I recalled the hospital nurse mentioning Charlotte’s "episode" at the festival. Had she crashed over her breakup news?
Before I could ask, Charlotte leaned in. "Now you. What aren’t you saying about the scan?"
I hesitated. "I’ve been getting symptoms. Dizziness. Slowed reflexes." I met her eyes. "If it’s a tumor, and it’s growing… I might not race much longer."
Her expression softened, just slightly. "Shit."
"Yeah."
We sat in silence for a long moment. Then Charlotte surprised me by pushing the beer aside. "Okay. New rule. No more secrets. If we’re stuck like this, we can’t afford surprises."
I nodded. "Agreed."
She extended my hand—which felt bizarre—and I shook it with hers. A truce.

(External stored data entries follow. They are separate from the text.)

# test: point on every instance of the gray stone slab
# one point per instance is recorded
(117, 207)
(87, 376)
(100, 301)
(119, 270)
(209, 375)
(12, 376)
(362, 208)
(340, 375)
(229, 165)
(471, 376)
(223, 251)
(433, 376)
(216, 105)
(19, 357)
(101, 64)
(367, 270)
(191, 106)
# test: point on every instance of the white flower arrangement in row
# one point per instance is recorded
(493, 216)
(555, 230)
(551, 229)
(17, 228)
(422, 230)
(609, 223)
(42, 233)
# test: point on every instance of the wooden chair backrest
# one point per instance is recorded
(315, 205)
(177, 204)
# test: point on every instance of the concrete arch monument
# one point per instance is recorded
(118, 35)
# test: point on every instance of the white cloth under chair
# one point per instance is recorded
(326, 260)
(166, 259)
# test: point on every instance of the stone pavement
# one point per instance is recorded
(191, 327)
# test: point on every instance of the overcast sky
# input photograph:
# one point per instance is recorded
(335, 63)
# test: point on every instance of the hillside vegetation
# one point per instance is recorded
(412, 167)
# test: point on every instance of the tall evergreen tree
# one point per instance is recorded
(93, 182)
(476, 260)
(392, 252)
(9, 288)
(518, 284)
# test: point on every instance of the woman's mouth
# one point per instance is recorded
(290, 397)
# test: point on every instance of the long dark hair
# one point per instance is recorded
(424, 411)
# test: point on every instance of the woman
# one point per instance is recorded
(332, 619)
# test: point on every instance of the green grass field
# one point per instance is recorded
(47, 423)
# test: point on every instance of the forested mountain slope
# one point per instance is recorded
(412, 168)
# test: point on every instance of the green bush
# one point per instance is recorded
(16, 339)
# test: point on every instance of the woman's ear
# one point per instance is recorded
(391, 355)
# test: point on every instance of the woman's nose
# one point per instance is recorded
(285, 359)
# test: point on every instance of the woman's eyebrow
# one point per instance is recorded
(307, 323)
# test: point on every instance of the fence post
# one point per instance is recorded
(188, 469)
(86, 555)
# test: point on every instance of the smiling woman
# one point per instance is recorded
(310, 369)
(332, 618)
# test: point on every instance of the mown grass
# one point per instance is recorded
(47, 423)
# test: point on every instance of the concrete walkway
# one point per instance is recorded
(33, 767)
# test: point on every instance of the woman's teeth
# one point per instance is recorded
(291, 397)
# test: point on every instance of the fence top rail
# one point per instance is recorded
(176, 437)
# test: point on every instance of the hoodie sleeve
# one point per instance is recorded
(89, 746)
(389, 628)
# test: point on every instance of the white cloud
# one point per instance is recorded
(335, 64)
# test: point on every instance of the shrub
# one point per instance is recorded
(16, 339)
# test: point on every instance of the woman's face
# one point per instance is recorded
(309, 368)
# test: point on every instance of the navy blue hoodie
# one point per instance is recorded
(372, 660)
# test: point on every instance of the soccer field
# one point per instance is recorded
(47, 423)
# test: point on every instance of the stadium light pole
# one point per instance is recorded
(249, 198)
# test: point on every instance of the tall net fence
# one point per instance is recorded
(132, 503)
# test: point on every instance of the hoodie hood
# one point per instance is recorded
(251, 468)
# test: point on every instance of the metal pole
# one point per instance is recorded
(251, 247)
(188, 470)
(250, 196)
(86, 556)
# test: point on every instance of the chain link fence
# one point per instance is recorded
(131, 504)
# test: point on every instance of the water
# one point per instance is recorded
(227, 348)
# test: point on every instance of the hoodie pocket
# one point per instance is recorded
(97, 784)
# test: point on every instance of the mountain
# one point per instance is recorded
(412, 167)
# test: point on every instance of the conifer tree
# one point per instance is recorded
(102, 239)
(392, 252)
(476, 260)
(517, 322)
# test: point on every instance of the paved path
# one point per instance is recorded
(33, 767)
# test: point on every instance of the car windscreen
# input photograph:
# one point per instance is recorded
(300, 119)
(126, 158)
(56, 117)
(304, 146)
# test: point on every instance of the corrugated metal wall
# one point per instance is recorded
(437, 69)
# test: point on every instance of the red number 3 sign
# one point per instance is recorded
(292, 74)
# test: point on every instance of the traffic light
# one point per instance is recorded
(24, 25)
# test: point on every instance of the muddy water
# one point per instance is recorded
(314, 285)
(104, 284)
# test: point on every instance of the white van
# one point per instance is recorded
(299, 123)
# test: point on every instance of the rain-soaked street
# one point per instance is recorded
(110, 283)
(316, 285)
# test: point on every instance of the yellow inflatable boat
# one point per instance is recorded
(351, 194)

Charlotte’s phone buzzed. She glanced at it, then stiffened. "It’s my—your—team. They pulled the hospital security footage."
I straightened. "And?"
Her face paled. "They’re saying someone accessed your room the night we switched. But the cameras only caught their back. They were wearing a staff badge."
My mind raced. "Could it have been Samantha?"
Charlotte’s grip tightened on the phone. "I don’t know. But whoever it was, they knew what they were doing." She hesitated. "There’s more. The timestamp? It was exactly 3:03 AM."
My blood ran cold.
That was the *exact* time I’d woken up in her body.